Our topic today revolves around a key leadership figure, a college coach so influential in the world of basketball and beyond, that as the NBA playoffs continue, you can see his impact on game play. He coached a total of 68 NBA draft picks, 42 of whom went in the first round.
I’m speaking, of course, about the legendary Coach Mike Krzyzewski, also known as “Coach K.” His incredible career took off in 1980 after Duke University hired him to coach the Blue Devils’ basketball program. He’d been coach at Army West Point for five seasons, and while it would be a few more years before the Blue Devils became a powerhouse college basketball team, in 1985-1986, the team won ACC regular-season and tournament titles.
Here are a few more impressive stats about Coach K: He’s coached 37 All-Americans, nine national players of the year and a total of 208 players.
“A leader has to be positive about all things that happen to his team,” he once said. “Look at nothing in the past as failure.”
In the spirit of Coach K’s philosophy of looking back to build a brighter future, let’s do a full court press on his leadership skills:
Each interaction with a player on your team matters. Sports Illustrated, in a tribute article to Coach K, noted that his “success does not come from what he does with X’s and O’s. It is in his ability to shape people into a team.” It’s true. What is a team but a collection of varying personalities, cultures, backgrounds, and experiences that must somehow come together for the collective good of all? Somehow, they must make it work—or to quote a concept from last week’s Thoughts on Leadership, they must find their swing. Coach K understood the last player on the bench might play a pivotal role in the upcoming game; the person playing the best might not be the player going full out, even if the scoreboard says they are. One player who is clearly struggling might need kind words while another player struggling in the exact same way might need some tough love. He once said: “When you first assemble a group, it’s not a team right off the bat. It’s just a collection of individuals.” Coach K’s magic can be found in those small, daily interactions and the way he calculated how each one transformed his group of players into a fierce, winning team.
A good leader can adapt to changes and doesn’t fear making tough decisions. Coach K said: “The truth is that many people set rules to keep from making decisions. Not me. I don’t want to be a manager or a dictator. I want to be a leader—and leadership is ongoing, adjustable, flexible, and dynamic.”
A winning team is a tough team to beat. In 2010, Sports Illustrated described Duke’s performance as “emblematic of a team that finished 35-5 and won with toughness rather than style.” Before a pivotal game, Coach K wrote four words on the locker room’s white board: STRONG. TOGETHER. TALK. CRASH. Strong is a reference to their team strength. Together speaks to their team chemistry. Talk is about their ability to communicate among the team. Crash refers to their willingness to crash the boards. Why? Because the team is tough, willing to do whatever it takes—and not just whatever is convenient—to win.
Humility means progress. Coach K once said, “It’s perfectly fine to say you’re not good enough. The question is, what do you do to be good enough?” In other words, be humble enough to admit your mistakes.
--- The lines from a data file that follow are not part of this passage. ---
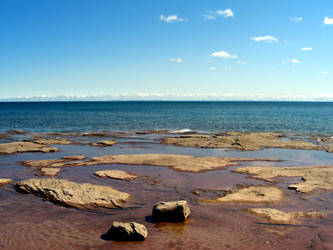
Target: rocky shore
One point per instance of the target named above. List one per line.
(155, 189)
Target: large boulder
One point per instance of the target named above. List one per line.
(127, 231)
(71, 194)
(173, 211)
(24, 147)
(5, 181)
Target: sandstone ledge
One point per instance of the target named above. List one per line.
(314, 177)
(25, 147)
(116, 174)
(71, 194)
(276, 216)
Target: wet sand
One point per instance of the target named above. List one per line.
(29, 222)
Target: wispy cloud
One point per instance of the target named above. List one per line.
(266, 39)
(176, 60)
(212, 15)
(223, 54)
(328, 21)
(293, 60)
(171, 19)
(307, 49)
(296, 19)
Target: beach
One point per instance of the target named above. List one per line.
(33, 221)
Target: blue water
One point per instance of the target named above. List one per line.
(298, 117)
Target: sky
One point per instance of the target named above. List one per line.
(166, 49)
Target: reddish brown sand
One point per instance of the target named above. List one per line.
(29, 222)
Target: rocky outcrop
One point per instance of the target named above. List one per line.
(116, 174)
(24, 147)
(71, 194)
(127, 231)
(276, 216)
(45, 141)
(314, 177)
(49, 171)
(5, 181)
(177, 162)
(74, 158)
(254, 194)
(172, 211)
(103, 143)
(241, 141)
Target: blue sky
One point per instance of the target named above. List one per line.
(166, 49)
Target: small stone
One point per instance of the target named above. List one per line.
(127, 231)
(173, 211)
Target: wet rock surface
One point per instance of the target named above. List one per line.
(127, 231)
(116, 174)
(177, 162)
(72, 194)
(276, 216)
(254, 194)
(24, 147)
(103, 143)
(314, 177)
(243, 141)
(172, 211)
(4, 181)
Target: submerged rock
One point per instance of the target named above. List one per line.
(172, 211)
(116, 174)
(45, 141)
(71, 194)
(127, 231)
(314, 177)
(255, 194)
(103, 143)
(241, 141)
(177, 162)
(5, 181)
(74, 158)
(49, 171)
(279, 217)
(24, 147)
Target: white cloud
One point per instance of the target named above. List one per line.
(177, 60)
(223, 54)
(171, 19)
(266, 39)
(328, 20)
(296, 19)
(306, 49)
(241, 62)
(212, 15)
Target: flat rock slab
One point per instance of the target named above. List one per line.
(127, 231)
(44, 141)
(241, 141)
(5, 181)
(276, 216)
(255, 194)
(24, 147)
(177, 162)
(49, 171)
(72, 194)
(172, 211)
(74, 157)
(314, 177)
(116, 174)
(103, 143)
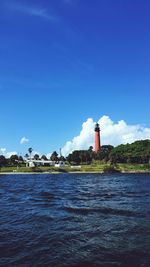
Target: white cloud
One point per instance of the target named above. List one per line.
(4, 152)
(9, 154)
(32, 11)
(48, 155)
(111, 133)
(24, 140)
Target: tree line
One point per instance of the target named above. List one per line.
(137, 152)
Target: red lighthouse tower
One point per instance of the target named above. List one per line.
(97, 138)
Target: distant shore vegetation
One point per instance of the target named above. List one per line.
(128, 157)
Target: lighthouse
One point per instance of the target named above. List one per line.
(97, 138)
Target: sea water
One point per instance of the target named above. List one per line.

There’s nothing wrong with not being at the level you want to be, as long as you come up with a plan, the “what you do” to take actionable, measurable steps toward progress. In 2008, the day before Team USA would compete in the summer Olympics (Coach K was selected as their coach) he was asked about the team’s prospect of winning gold. His answer? “I think we’re humble enough to do it.”
Your team needs to believe in your mission, otherwise winning is impossible. Participation in the Olympics is contested by some NBA team owners because they’re afraid their star players will get injured during a game played with smaller compensation compared with their NBA salaries. (Dallas Mavericks’ owner Mark Cuban did not mince words on this topic. He said: “I can’t think of anything more ridiculous and stupid than giving away the best assets from a for-profit business to somebody else to make hundreds of millions, if not billions of dollars.”) So, when Coach K inherited Team USA, there were already underlying challenges, and the dilemma was how to instill pride and purpose in his players when NBA owners weren’t confident they should be there. In a short amount of time, he had to get the players to trust him, and he had to be a strong enough leader to earn that trust. (He once said, “In leadership, there are no words more important than trust. In any organization, trust must be developed among every member of the team if success is going to be achieved.”) How did he do it? He didn’t just get his players to play well, he got them to believe in the reason they were there. And buoyed by that belief, Team USA defeated Spain 118-107 to win gold.
So, what’s the message? Coach K was head coach at Duke for 42 seasons and has a 1,202-367 record with five national championships and 13 Final Four appearances to his name. You’d think a coach with this kind of Hall of Fame career would say winning is everything. But here’s one final quote from Coach K that speaks to the why behind his leadership: “You have to work hard at staying in contact with your friends, so your relationships will continue and live on,” he said. “Friendships, along with love, make life worth living.”